We believe that nuclear energy needs to be significantly expanded, at least till alternative sources of energy become technologically and economically viable (such as solar or fusion energy). It does involve, however, addressing urgent issues regarding cost over-runs, operational safety, storage and disposal of spent nuclear fuel. We believe the latest generation of reactors are much safer than before, but will require the energy regulator to monitor this issue very closely. We will promote proactive approaches to manage spent nuclear fuel, including through reprocessing, and strengthen geological waste repositories (which must be managed directly by the government). Private sector involvement in nuclear energy will require extensive regulatory oversight, particularly regarding operational safety and the safe transport of spent nuclear fuel, and long term storage.
We will also continue to promote fusion research (such as International Thermonuclear Experimental Reactor), since the sooner it can be commercialised, the better for India and the world.
Solar energy is now very close to (or has already become, in some cases) being commercially cost-effective. This is good news for India, which has ready access to the sun virtually everywhere in the country. We do not see any role for the government in promoting solar technology, however. We would expect a natural uptake by the market as people start experiencing the direct benefits.
We will privatise the national transmission grid, with a small subsidy paid (until solar energy reaches all parts of India, on a commercial basis) for grid connections to rural areas. Any such subsidies to the grid will be phased out as villages urbanise or become more prosperous. Regulation of the grid will include penal provisions (payable by grid owners) for voltage fluctuations that damage significant machinery or plant.

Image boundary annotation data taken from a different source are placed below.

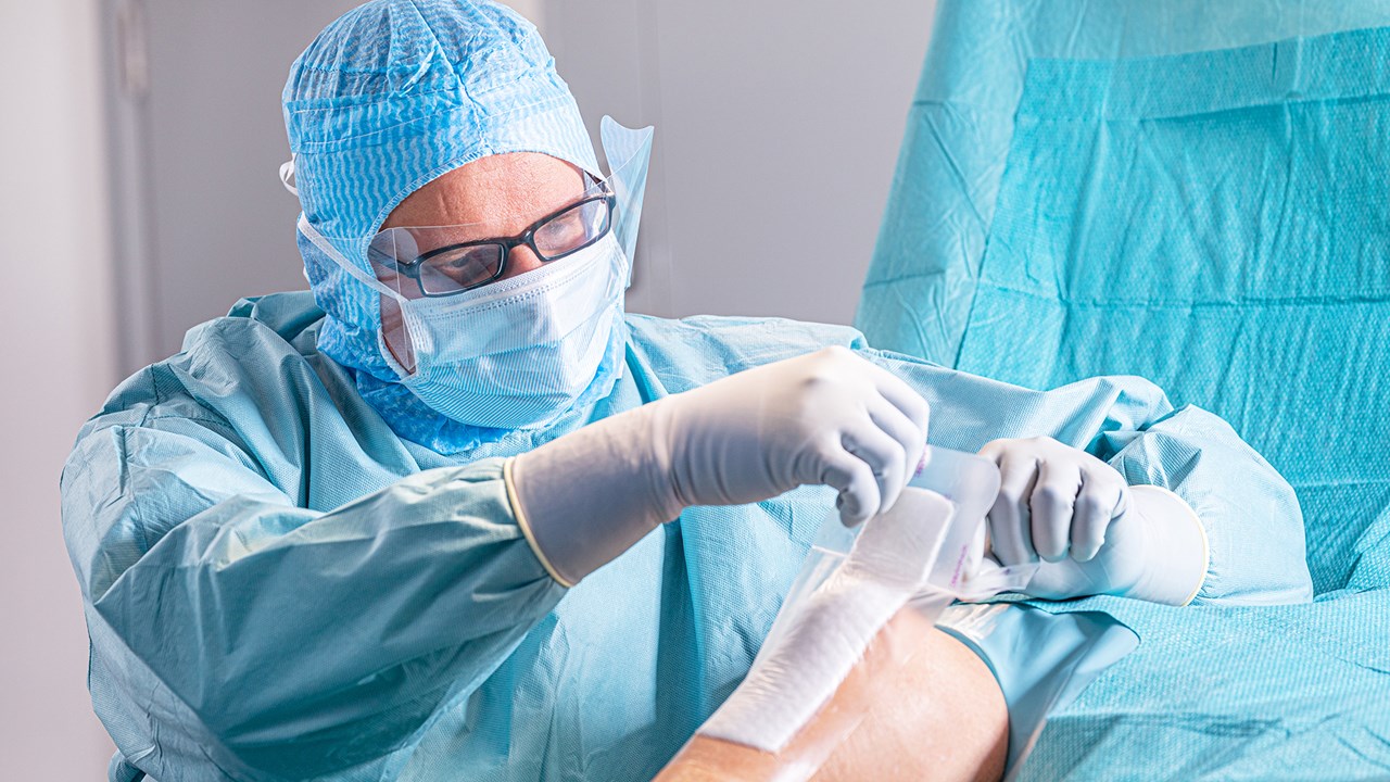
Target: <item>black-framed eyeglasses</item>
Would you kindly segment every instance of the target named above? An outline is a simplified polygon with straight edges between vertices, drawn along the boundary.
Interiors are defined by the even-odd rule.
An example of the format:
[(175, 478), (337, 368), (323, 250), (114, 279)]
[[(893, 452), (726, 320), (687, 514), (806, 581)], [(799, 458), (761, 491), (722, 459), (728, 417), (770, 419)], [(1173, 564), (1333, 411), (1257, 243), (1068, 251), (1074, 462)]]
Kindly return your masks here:
[[(378, 248), (368, 252), (420, 285), (425, 296), (452, 296), (500, 280), (512, 250), (525, 245), (542, 263), (560, 260), (602, 239), (613, 228), (616, 198), (605, 185), (594, 193), (537, 220), (514, 237), (445, 245), (410, 260)], [(398, 228), (404, 230), (404, 228)]]

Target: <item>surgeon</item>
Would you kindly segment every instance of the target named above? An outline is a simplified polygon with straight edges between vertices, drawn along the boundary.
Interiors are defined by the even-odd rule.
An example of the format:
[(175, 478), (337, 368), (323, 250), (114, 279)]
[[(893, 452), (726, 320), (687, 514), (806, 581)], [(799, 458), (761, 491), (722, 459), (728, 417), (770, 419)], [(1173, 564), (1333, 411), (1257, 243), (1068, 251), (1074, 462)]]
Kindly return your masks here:
[[(1311, 593), (1289, 486), (1143, 380), (1040, 392), (847, 327), (624, 314), (651, 131), (605, 121), (600, 167), (503, 7), (361, 6), (284, 99), (311, 292), (192, 330), (64, 469), (113, 781), (649, 779), (827, 509), (891, 509), (929, 440), (1001, 466), (991, 551), (1041, 562), (1036, 597)], [(998, 728), (1008, 664), (920, 632), (903, 680), (973, 683), (901, 728)]]

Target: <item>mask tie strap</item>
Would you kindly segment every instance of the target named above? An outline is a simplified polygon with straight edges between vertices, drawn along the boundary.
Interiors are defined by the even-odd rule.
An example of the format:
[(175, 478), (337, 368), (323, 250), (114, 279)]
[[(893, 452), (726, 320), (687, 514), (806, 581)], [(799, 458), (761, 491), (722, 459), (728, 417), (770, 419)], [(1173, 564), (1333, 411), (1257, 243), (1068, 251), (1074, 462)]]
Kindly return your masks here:
[(296, 227), (299, 228), (299, 232), (304, 235), (306, 239), (309, 239), (310, 242), (313, 242), (316, 248), (321, 249), (324, 252), (324, 255), (327, 255), (328, 257), (334, 259), (334, 263), (336, 263), (338, 266), (341, 266), (343, 271), (346, 271), (348, 274), (350, 274), (354, 280), (357, 280), (363, 285), (367, 285), (368, 288), (371, 288), (373, 291), (377, 291), (378, 294), (381, 294), (384, 296), (391, 296), (392, 299), (396, 299), (398, 302), (404, 303), (404, 302), (409, 301), (404, 295), (400, 294), (400, 291), (392, 289), (391, 287), (388, 287), (386, 284), (384, 284), (381, 280), (377, 280), (371, 274), (367, 274), (361, 269), (359, 269), (354, 264), (349, 263), (348, 259), (343, 257), (343, 255), (341, 252), (338, 252), (338, 248), (335, 248), (332, 245), (332, 242), (329, 242), (327, 238), (324, 238), (324, 235), (318, 232), (318, 228), (314, 228), (313, 224), (309, 223), (309, 218), (304, 217), (303, 213), (299, 214), (299, 224)]
[(279, 184), (285, 185), (285, 189), (291, 192), (295, 198), (299, 198), (299, 188), (292, 184), (295, 178), (295, 154), (289, 156), (289, 160), (279, 164)]

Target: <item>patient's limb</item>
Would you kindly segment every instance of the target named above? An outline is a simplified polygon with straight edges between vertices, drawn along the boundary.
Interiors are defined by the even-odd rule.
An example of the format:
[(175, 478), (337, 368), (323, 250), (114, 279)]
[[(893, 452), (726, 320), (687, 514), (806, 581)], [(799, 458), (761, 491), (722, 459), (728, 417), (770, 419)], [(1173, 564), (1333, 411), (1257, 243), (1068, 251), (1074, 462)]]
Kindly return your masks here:
[(927, 580), (951, 518), (944, 497), (909, 488), (870, 520), (663, 778), (997, 778), (1004, 697), (933, 628), (951, 601)]
[(657, 779), (806, 778), (808, 763), (823, 782), (999, 779), (1006, 747), (1008, 714), (988, 667), (906, 608), (781, 751), (696, 735)]

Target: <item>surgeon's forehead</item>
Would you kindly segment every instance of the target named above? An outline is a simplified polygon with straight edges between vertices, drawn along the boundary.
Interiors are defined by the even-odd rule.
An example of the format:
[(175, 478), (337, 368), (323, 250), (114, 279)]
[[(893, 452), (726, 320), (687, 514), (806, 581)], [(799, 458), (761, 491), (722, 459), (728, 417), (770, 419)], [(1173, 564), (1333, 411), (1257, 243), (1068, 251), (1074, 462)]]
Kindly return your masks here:
[(470, 232), (510, 235), (574, 202), (584, 188), (584, 171), (557, 157), (489, 154), (410, 193), (381, 227), (468, 225)]

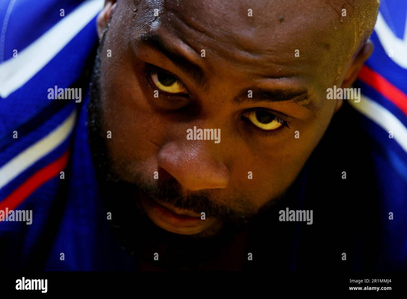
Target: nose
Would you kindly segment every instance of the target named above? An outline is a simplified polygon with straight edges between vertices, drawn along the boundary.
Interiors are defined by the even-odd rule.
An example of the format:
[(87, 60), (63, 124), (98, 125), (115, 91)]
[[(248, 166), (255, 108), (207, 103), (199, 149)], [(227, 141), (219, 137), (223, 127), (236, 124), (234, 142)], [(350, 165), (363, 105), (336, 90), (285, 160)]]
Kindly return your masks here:
[(171, 141), (165, 144), (157, 157), (158, 166), (189, 190), (225, 188), (230, 179), (229, 170), (212, 156), (208, 148), (217, 145), (207, 146), (203, 141)]

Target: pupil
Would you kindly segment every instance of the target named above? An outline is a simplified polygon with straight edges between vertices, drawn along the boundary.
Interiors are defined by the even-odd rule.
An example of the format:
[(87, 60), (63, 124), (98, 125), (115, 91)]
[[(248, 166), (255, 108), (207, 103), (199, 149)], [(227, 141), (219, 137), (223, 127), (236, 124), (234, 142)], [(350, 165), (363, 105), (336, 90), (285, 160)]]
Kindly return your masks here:
[(171, 86), (176, 81), (174, 77), (167, 74), (158, 73), (157, 76), (160, 83), (164, 86)]
[(266, 111), (258, 110), (256, 112), (256, 117), (259, 122), (269, 124), (274, 120), (274, 116)]

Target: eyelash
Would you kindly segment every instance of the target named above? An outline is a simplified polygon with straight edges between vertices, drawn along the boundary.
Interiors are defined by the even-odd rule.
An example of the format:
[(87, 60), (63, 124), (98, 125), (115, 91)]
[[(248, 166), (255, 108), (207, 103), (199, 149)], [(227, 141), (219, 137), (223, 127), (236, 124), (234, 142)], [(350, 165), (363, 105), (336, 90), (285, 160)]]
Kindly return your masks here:
[(164, 91), (163, 91), (161, 90), (158, 89), (159, 90), (159, 92), (160, 94), (162, 94), (166, 96), (182, 96), (184, 98), (189, 98), (189, 92), (188, 89), (186, 88), (186, 87), (184, 85), (182, 82), (180, 80), (177, 76), (173, 75), (171, 73), (168, 72), (165, 72), (164, 70), (159, 70), (157, 68), (152, 68), (151, 67), (146, 68), (145, 69), (145, 75), (147, 81), (149, 85), (153, 87), (155, 90), (156, 89), (158, 89), (158, 87), (157, 87), (155, 85), (154, 83), (154, 82), (151, 80), (151, 77), (152, 76), (156, 75), (159, 72), (161, 73), (164, 73), (165, 74), (168, 74), (170, 76), (172, 76), (174, 77), (176, 80), (175, 82), (179, 85), (182, 86), (185, 90), (188, 92), (187, 94), (171, 94), (169, 92), (166, 92)]
[(245, 114), (246, 114), (248, 113), (258, 110), (262, 110), (263, 111), (267, 111), (264, 108), (252, 108), (245, 111), (245, 113), (241, 117), (242, 119), (248, 124), (249, 129), (251, 131), (251, 132), (254, 132), (255, 134), (257, 134), (258, 136), (261, 137), (269, 137), (270, 136), (279, 136), (282, 134), (282, 133), (283, 133), (285, 131), (290, 129), (290, 124), (286, 120), (284, 120), (271, 112), (269, 112), (268, 111), (267, 112), (268, 113), (270, 113), (270, 114), (274, 116), (274, 120), (277, 120), (277, 122), (282, 125), (278, 129), (273, 130), (263, 130), (263, 129), (259, 128), (250, 121), (250, 120), (249, 120), (247, 117), (245, 116)]
[[(164, 70), (159, 70), (157, 68), (153, 68), (151, 66), (149, 67), (147, 67), (145, 69), (145, 75), (146, 79), (147, 81), (149, 83), (149, 84), (153, 88), (155, 89), (157, 88), (157, 87), (155, 86), (155, 85), (154, 83), (151, 81), (151, 76), (157, 74), (157, 73), (159, 72), (160, 72), (164, 73), (166, 73), (168, 74), (173, 76), (176, 79), (177, 83), (182, 85), (185, 88), (185, 89), (188, 92), (188, 89), (185, 86), (184, 83), (177, 77), (176, 76), (174, 75), (166, 72)], [(160, 92), (161, 93), (164, 94), (169, 96), (186, 96), (187, 97), (189, 97), (189, 92), (188, 93), (186, 94), (170, 94), (168, 92), (165, 92), (160, 91)], [(245, 122), (247, 123), (248, 124), (248, 127), (249, 127), (248, 129), (250, 130), (252, 132), (254, 132), (256, 134), (262, 137), (269, 137), (272, 136), (277, 136), (280, 135), (283, 133), (286, 130), (290, 128), (290, 124), (288, 122), (284, 120), (283, 119), (278, 117), (276, 115), (273, 113), (270, 113), (271, 114), (273, 115), (274, 117), (274, 120), (277, 120), (279, 123), (281, 124), (282, 125), (278, 129), (274, 130), (272, 131), (268, 131), (267, 130), (263, 130), (260, 129), (258, 127), (255, 125), (252, 122), (249, 120), (247, 117), (244, 116), (244, 115), (247, 114), (248, 112), (252, 112), (253, 111), (256, 111), (257, 110), (263, 110), (264, 111), (265, 109), (264, 108), (252, 108), (248, 110), (246, 110), (245, 111), (243, 115), (242, 115), (241, 118), (245, 121)], [(246, 128), (247, 128), (247, 126), (246, 126)]]

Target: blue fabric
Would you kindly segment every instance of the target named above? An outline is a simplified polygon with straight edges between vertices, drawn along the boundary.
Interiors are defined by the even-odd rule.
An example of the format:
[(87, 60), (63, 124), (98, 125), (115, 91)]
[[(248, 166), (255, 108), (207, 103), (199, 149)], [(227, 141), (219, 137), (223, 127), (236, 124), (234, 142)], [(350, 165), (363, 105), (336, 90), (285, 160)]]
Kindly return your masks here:
[[(44, 0), (41, 5), (33, 5), (32, 0), (17, 1), (9, 22), (4, 59), (11, 58), (13, 49), (20, 50), (24, 49), (60, 20), (60, 9), (65, 9), (66, 15), (81, 2)], [(382, 0), (382, 3), (384, 2)], [(0, 5), (0, 24), (2, 24), (8, 3), (2, 1)], [(387, 21), (392, 21), (395, 26), (395, 33), (401, 37), (403, 35), (407, 4), (402, 1), (390, 2), (387, 0), (385, 3), (387, 10), (381, 7), (381, 11)], [(94, 19), (90, 22), (23, 87), (7, 98), (0, 99), (0, 167), (46, 136), (73, 111), (76, 109), (78, 113), (74, 129), (66, 140), (0, 189), (1, 203), (33, 174), (70, 149), (70, 163), (64, 170), (64, 180), (57, 176), (48, 181), (18, 207), (19, 210), (33, 210), (35, 221), (33, 224), (27, 225), (25, 223), (19, 222), (0, 222), (0, 267), (2, 268), (12, 267), (16, 270), (31, 266), (47, 270), (137, 269), (134, 259), (120, 248), (113, 236), (106, 219), (106, 211), (104, 210), (98, 191), (87, 141), (86, 109), (88, 97), (83, 99), (80, 103), (72, 101), (55, 104), (55, 101), (58, 100), (47, 100), (47, 90), (50, 87), (57, 85), (61, 88), (69, 87), (77, 79), (85, 66), (85, 59), (97, 41), (95, 22)], [(35, 26), (33, 26), (33, 24)], [(373, 33), (372, 39), (375, 46), (375, 50), (367, 65), (407, 93), (406, 70), (389, 58), (375, 33)], [(0, 57), (0, 61), (2, 59)], [(357, 84), (367, 95), (406, 125), (406, 116), (398, 108), (374, 89), (362, 82)], [(83, 96), (84, 95), (83, 92)], [(44, 113), (44, 111), (47, 113)], [(372, 214), (372, 217), (376, 217), (374, 218), (375, 221), (379, 221), (378, 227), (380, 228), (377, 231), (368, 233), (373, 234), (372, 238), (377, 238), (378, 257), (373, 261), (370, 260), (373, 264), (372, 266), (376, 269), (404, 269), (407, 266), (407, 154), (395, 140), (389, 142), (387, 132), (363, 115), (354, 113), (355, 119), (358, 122), (355, 124), (355, 127), (359, 130), (357, 133), (365, 136), (366, 144), (369, 145), (365, 151), (359, 153), (362, 155), (361, 159), (368, 157), (372, 162), (373, 170), (365, 175), (371, 175), (375, 179), (370, 186), (363, 186), (369, 189), (359, 190), (357, 196), (355, 195), (356, 192), (354, 194), (344, 194), (344, 203), (346, 203), (343, 204), (348, 204), (358, 211), (349, 212), (346, 220), (349, 220), (350, 223), (354, 221), (352, 225), (354, 224), (358, 229), (363, 229), (368, 225), (366, 224), (368, 223), (359, 220), (357, 215), (354, 215), (352, 213), (365, 213), (365, 207), (373, 205), (373, 197), (379, 199), (377, 208), (373, 210), (372, 208), (372, 212), (377, 214)], [(26, 125), (27, 124), (29, 126)], [(14, 140), (11, 136), (16, 128), (19, 128), (19, 138)], [(331, 128), (330, 130), (334, 129)], [(356, 134), (352, 131), (350, 126), (348, 129), (350, 134)], [(358, 138), (357, 136), (355, 137), (355, 140)], [(323, 143), (318, 146), (316, 151), (322, 148)], [(350, 142), (338, 146), (357, 151), (358, 149), (352, 148), (353, 145)], [(350, 157), (352, 155), (349, 151), (344, 150), (345, 162), (347, 154)], [(327, 159), (329, 158), (328, 154), (326, 154)], [(313, 194), (317, 194), (324, 186), (312, 181), (311, 178), (314, 179), (318, 176), (328, 175), (319, 172), (319, 168), (316, 166), (318, 159), (320, 160), (318, 163), (324, 164), (324, 160), (321, 161), (322, 158), (320, 156), (318, 158), (317, 155), (314, 155), (299, 175), (291, 190), (294, 199), (290, 207), (302, 210), (309, 208), (311, 205), (322, 210), (336, 210), (336, 203), (330, 202), (329, 194), (340, 193), (340, 188), (337, 190), (334, 189), (336, 187), (331, 189), (326, 187), (327, 198), (313, 197)], [(357, 163), (357, 161), (354, 164)], [(357, 165), (353, 166), (357, 170)], [(326, 169), (324, 171), (329, 170)], [(349, 181), (352, 181), (351, 179)], [(357, 186), (357, 180), (354, 178), (353, 182)], [(340, 183), (347, 183), (341, 181)], [(337, 185), (341, 186), (340, 183)], [(371, 197), (368, 198), (363, 198), (363, 194), (369, 194), (369, 190), (375, 194), (370, 194)], [(352, 195), (360, 202), (352, 202)], [(349, 202), (345, 200), (347, 196), (351, 198), (348, 199), (350, 201)], [(394, 220), (389, 220), (389, 212), (394, 213)], [(369, 215), (365, 216), (368, 219)], [(325, 220), (326, 222), (324, 223), (330, 223), (330, 219)], [(318, 227), (317, 220), (315, 221), (315, 227)], [(267, 223), (265, 225), (271, 225)], [(351, 226), (351, 224), (349, 225)], [(281, 235), (276, 237), (278, 240), (278, 238), (284, 238), (284, 234), (287, 232), (286, 238), (290, 240), (290, 249), (287, 253), (289, 260), (287, 268), (301, 269), (302, 265), (304, 266), (306, 264), (304, 261), (307, 257), (304, 249), (309, 245), (308, 234), (315, 233), (314, 236), (317, 238), (328, 236), (321, 237), (316, 231), (311, 233), (314, 227), (305, 226), (305, 229), (304, 226), (296, 224), (292, 231), (284, 232), (284, 234), (282, 232)], [(276, 233), (273, 233), (274, 230), (275, 230), (270, 229), (270, 236)], [(344, 236), (344, 239), (348, 238), (347, 235)], [(368, 250), (366, 247), (369, 247), (367, 244), (370, 243), (366, 242), (367, 238), (360, 234), (350, 233), (349, 236), (348, 242), (344, 248), (348, 249), (350, 256), (352, 257), (350, 261), (350, 268), (363, 269), (366, 264), (363, 258), (366, 251)], [(345, 240), (343, 244), (346, 242)], [(338, 248), (341, 248), (340, 242), (339, 245), (333, 244)], [(46, 252), (43, 252), (44, 250)], [(63, 260), (60, 259), (61, 253), (64, 255)], [(39, 256), (45, 257), (45, 259), (41, 260), (38, 258)], [(40, 260), (38, 260), (39, 259)]]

We will facilitate a wholesale spot market from which retailers can buy electricity in bulk for retail supply to individual customers. Links with the grid that permit customers to sell spare electricity to the grid, and use of smart meters to enable variable pricing and demand based pricing, are expected to evolve on their own as technology evolves.
Only 46.9 per cent of India’s 24.66 million households have toilets, 49.8 per cent defecate in the open, and 3.2 per cent use public toilets. Public toilets are extremely scarce. In the whole of Delhi, for instance, there are 3712 men’s public toilets and 269 women’s public toilets. We will facilitate – under local government oversight (including, where necessary, through long lease for private owners of the toilets) – the provision of world-class public toilets in sufficient numbers across India.
27 million persons with disability were counted in India in the 2011 census. A large proportion of them can participate in the economy, with some support. We will aim to equalise their opportunities by reducing barriers that prevent them from reaching their full potential. In particular, we will incrementally make accessible all public places and transportation (irrespective of ownership) to the disabled through regulatory and other approaches.